El hombre gordo se puso recto y se pasó la lengua por detrás de los dientes.
– Esta -dijo, descaradamente- es la copia de Ann.
Leslie soltó una risa.
– Nah -dijo-, Ann se dejó la suya en la casa. Yo tengo las copias de Ann.
– Las hemos encontrado en casa del señor Harris.
De repente, Leslie se dio cuenta de que no era ninguna casualidad. El hombre gordo se había colocado entre ella y las escaleras.

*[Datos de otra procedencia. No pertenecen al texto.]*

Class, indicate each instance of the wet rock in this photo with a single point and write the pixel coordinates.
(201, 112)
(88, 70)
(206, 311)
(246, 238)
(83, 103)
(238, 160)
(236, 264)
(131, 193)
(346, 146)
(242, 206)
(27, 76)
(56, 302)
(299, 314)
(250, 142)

– Si yo barajara la posibilidad de que el señor Harris mató a su mujer -dijo, hablando despacio, lo suficientemente alto como para que Leslie lo oyera con todo el tráfico de la calle-, tendría que explicar cómo se las arregló para encontrarla después de que ella se escondiera, ¿no?
Leslie se apoyó en la baranda y dio una larga calada al cigarro.
– Mire, llevo cuatro años trabajando en ese lugar, cobrando y sin cobrar. ¿Cree que pondría todo eso en peligro para decirle a Jimmy que ella estaba allí? Conocí a ese tío ayer por la noche.
El tipo gordo se quedó muy sorprendido.
– ¿Ayer por la noche?
– Sí-dijo Leslie, en un tono muy agresivo-. Ayer por la noche.
– Pero si es su primo.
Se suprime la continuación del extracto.